Continuous dependent variables
Take a simple regression like y = Xb, and suppose - as in simplified OLS - that the error term is normally distributed. Then e = y - Xb.Now let f(e) = (2.pi.sigma^2)^-(1/2) . exp(- (e^2)/(2.sigma^2)
In this case f is a normal density function or normal distribution. If the error is 0, the density is highest (around .44), so a good estimation will need to have small errors.
The likelihood function we want to maximize is the joint probability distribution of the sample. This means we compute the density of the error for every case and multiply all of them. We may just as well take the log and sum the logs of the error density. When this sum of logs is maximizes, we have the same set of coefficients b as in OLS. Note that this will be the true b only if the error term is indeed normally distributed.
Discrete dependent variables
When the outcome variable y_obs is binary (0,1), such a linear model will not work. Instead we estimate a function that lies behind the observed outcome. If that function results in a number greater than 0, we will observe a success (1) and if not, a failure (0). Hence again, we have:y = xb
Yet in this case we cannot simply compute a residual. In the probit case, we take the cumulative probability of xb. It is obvious that this depends on a scaling parameter sigma.
The likelihood function is then P(xb) if y_obs = 1, and 1-P(xb) if y_obs = 1. Another way to express this is:
L_i = P(xb)^y_obs * (1-P(xb))^(1-y_obs).
Maximizing the product of all L_i or the sum of the logs yields good estimates of b.

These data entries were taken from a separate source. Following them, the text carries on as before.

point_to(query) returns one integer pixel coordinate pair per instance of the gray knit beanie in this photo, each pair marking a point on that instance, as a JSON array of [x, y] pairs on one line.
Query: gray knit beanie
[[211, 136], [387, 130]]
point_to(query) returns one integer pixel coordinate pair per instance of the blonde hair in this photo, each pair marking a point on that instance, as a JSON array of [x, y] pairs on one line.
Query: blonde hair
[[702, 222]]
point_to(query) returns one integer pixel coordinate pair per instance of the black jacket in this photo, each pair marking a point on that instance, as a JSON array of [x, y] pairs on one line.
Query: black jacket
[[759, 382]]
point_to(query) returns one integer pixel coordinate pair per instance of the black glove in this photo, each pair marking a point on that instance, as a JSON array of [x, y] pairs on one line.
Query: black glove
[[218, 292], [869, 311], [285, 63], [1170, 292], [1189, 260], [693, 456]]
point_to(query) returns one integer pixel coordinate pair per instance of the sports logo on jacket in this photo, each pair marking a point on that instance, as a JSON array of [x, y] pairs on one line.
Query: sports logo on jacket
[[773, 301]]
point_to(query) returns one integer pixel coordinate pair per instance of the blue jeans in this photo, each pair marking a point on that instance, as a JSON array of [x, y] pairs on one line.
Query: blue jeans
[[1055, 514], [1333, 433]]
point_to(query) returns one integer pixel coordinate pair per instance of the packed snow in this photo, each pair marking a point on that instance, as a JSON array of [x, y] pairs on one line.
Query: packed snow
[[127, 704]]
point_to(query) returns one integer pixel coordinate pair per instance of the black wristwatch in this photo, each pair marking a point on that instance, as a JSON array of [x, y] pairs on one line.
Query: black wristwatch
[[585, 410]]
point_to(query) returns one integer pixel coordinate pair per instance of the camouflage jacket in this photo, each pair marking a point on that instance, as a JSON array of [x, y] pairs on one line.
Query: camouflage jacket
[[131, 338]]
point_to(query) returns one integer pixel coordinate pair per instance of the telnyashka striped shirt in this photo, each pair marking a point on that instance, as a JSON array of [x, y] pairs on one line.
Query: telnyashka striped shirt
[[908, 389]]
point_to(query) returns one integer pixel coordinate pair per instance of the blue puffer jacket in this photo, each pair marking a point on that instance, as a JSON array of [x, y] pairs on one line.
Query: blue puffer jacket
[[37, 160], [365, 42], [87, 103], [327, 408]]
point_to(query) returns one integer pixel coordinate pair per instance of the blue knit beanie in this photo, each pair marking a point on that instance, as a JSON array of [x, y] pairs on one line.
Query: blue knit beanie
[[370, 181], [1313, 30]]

Note: an alternative to probit is the logit or logistic regression. Then the function P is not the normal cumulative distribution function, but instead it is the inverse logit:
P(xb) = exp(xb) / (1+ exp(xb) )
The advantage here is that no scaling sigma has to be estimated. It used to be popular in the early days of sociology, before econometrics became dominant in the social sciences.
Links
The last link has a nice picture comparing the cumulative distribution function and the inverse logit (or logistic) function. The latter has 'fatter' tails, even though the difference is negligible in practice.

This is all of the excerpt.